If It Makes Sense to Ban Adam Lanza's Gun, What About His Car?


Today (three weeks late!) Sen. Dianne Feinstein finally followed through on her threat to introduce a new federal ban on "assault weapons." Or so news reports claim. So far I have not been able to locate an actual bill, and The Washington Post reports that Feinstein was still fiddling with the text yesterday. There is no link to the bill on Feinstein's website, and the lines at her office are too busy for me to get through, presumably because many other people are wondering where the hell the bill is. So for now all I have to go on is the summary that her office posted in December, plus the details that her aides have divulged to the press.

The bill bans the manufacture and sale of more than 100 guns by name, including the Bushmaster rifle that Adam Lanza used to murder 26 people at Sandy Hook Elementary School in Newtown, Connecticut, last month. That may seem emotionally satisfying, but it would have been equally logical to ban the car he drove to the school. After all, had he not been able to reach the school, the massacre never would have happened. Even if the particular model of car that Lanza used to commit his crimes had been unavailable, of course, he could have driven a different, equally effective car. Yet for people who think like Dianne Feinstein, it is inconceivable that such substitution might occur with guns as well as cars.

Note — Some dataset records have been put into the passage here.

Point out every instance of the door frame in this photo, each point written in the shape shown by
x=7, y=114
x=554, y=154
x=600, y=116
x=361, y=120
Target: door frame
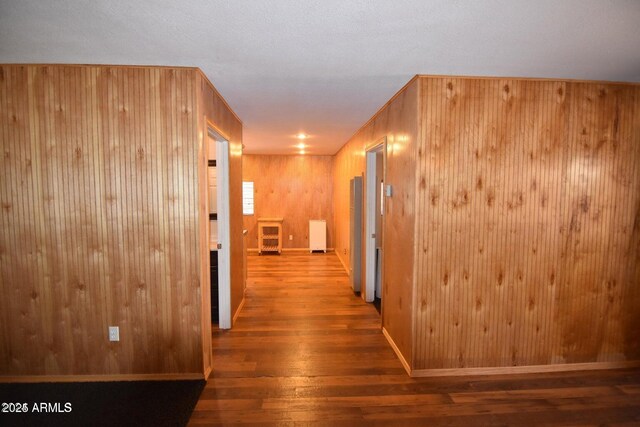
x=370, y=213
x=224, y=226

In addition to the specifically listed guns, Feinstein's bill, like the "assault weapon" ban that expired in 2004 (which she also sponsored), covers guns that accept detachable magazines and have military-style features such as pistol grips, folding stocks, and flash suppressors. But while a rifle needed two military-style features to qualify as an "assault weapon" under the old law, it needs only one under the new bill. That might count as an improvement if these features had anything to do with the ability to kill defenseless schoolchildren and moviegoers, but they don't. Judging from her office's summary, here are the features Feinstein considers especially menacing: pistol grips, folding stocks, thumbhole stocks, and grenade launchers (not very useful unless you have grenades, which are already illegal for civilians).

This sort of legislation makes sense only to people who don't understand what it does. The folks at CNN, for example, who put this headline on their story about Feinstein's press conference: "Feinstein Proposes New Ban on Some Assault Weapons." Since "assault weapons" are defined by law, how is it possible for the law that defines them to cover only some while missing others? In case that's not confusing enough, CNN adds that "not all of the weapons in the bill meet the technical definition of assault weapons." What "technical definition"? It can't be Feinstein's, since any gun covered by her bill is an "assault weapon" by (arbitrary) definition. Maybe CNN corresponents Dana Bash and Tom Cohen mean that Feinstein's definition is different from Connecticut's, which is essentially the same as the old federal definition; or California's, which is broader; or New York's, which is based on a somewhat different list of military-style features. More likely, they do not know what they mean. Evidence for the latter conclusion:

Supporters of more gun control acknowledge the constitutional right to bear arms, but argue that rifles capable of firing multiple rounds automatically or semi-automatically exceed the reasonable needs of hunters and other gun enthusiasts. 

It is amazing that, a quarter of a century after California passed the first "assault weapon" ban, journalists who cover this issue still think such laws are 1) aimed at machine guns, 2) aimed at all semiautomatics, or 3) both, as Bash and Cohen seem to believe. But maybe we should not be too hard on them. After all, President Obama, who supports Feinstein's bill, suffers from a similar misconception.

Even if you accept Feinstein's false premise that there is something especially assaulty or murdery about the guns she wants to ban, her bill would not actually get rid of them, since millions of existing "assault weapons" would remain in circulation. Feinstein says her aim is to "dry up the supply of these weapons over time." But guns are durable products that remain usable for decades, not a puddle that evaporates when the sun comes up. Feinstein claims her bill will "help end the mass shootings that have devastated countless families and terrorized communities." How exactly will it do that?